On Fri, 17 Mar 2006 21:41:29 +0400 olive wrote:

> The greatest problem is that the GFDL is really badly written and 
> although I have always defended that it is free, it would be very 
> usefull if the FSF could one for all resolve these ambiguities.

I doubt that this will ever happen, now that the Debian Project
officially stated that these badly written clauses and ambiguities are
acceptable...   :-(((

This GR resulted in a compromise where nobody wins: I'm really
disappointed.
GFDL'd works are *not* DFSG-free (even when they do not include any
unmodifiable & unremovable part): a GR cannot magically change this
fact (unless it modifies the DFSG themselves, which GR-2006-001 didn't).

[...]
> Some might argue that a court will read the GFDL in a more litteral 
> sense.

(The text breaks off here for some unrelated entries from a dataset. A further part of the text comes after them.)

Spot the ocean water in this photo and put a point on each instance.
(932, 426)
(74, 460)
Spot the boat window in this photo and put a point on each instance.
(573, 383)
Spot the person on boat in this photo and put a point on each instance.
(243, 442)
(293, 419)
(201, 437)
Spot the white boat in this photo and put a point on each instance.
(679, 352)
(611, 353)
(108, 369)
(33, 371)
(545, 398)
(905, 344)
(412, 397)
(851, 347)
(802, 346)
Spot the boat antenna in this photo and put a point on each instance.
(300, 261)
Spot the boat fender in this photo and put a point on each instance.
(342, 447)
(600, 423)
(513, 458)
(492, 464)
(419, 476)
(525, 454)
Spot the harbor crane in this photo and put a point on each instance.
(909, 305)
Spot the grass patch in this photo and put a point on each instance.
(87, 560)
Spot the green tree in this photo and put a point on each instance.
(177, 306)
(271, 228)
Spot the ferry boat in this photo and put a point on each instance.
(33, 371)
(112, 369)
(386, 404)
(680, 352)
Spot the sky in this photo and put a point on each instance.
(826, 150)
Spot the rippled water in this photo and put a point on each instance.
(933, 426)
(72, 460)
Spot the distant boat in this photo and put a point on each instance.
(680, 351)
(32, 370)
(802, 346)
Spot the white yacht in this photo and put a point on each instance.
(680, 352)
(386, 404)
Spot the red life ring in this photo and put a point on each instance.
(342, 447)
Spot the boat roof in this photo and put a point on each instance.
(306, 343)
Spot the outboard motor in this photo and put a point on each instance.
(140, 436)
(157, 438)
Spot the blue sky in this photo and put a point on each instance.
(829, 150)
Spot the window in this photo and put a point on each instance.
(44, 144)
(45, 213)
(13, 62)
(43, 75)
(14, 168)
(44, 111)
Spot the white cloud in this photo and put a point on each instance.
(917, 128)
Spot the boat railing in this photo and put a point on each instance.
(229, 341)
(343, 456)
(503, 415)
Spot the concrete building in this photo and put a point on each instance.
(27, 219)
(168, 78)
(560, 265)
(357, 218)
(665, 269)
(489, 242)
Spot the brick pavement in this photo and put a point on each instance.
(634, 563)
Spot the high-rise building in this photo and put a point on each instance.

I do not think that because it seems very obvious that the 
> copyright holder of a GFDL document don't want to restrict what you do
> with your own copy.

We cannot be sure (not even "reasonably sure").
I've seen every kind of awkward "free software supporters": many are
perfectly fine with Invariant Sections (or even with Creative Commons
non-commercial or no-derivative licenses), for instance.
Before seeing those people aggressively defend such restrictions, I
would have said: "Obviously, a free software supporter does *not* want
to restrict modification (or commercial use) of his/her own work!".
Now I'm not so sure anymore[1].
Likewise, I cannot be sure that someone who adopts the GFDL doesn't want
to restrict what I can do with my own private copy of his/her work...


[1] Well, just to nitpick: the sentence still holds for *true* free
software supporters, but true free software supporters *don't* release
works under the GFDL...


-- 
    :-(   This Universe is buggy! Where's the Creator's BTS?   ;-)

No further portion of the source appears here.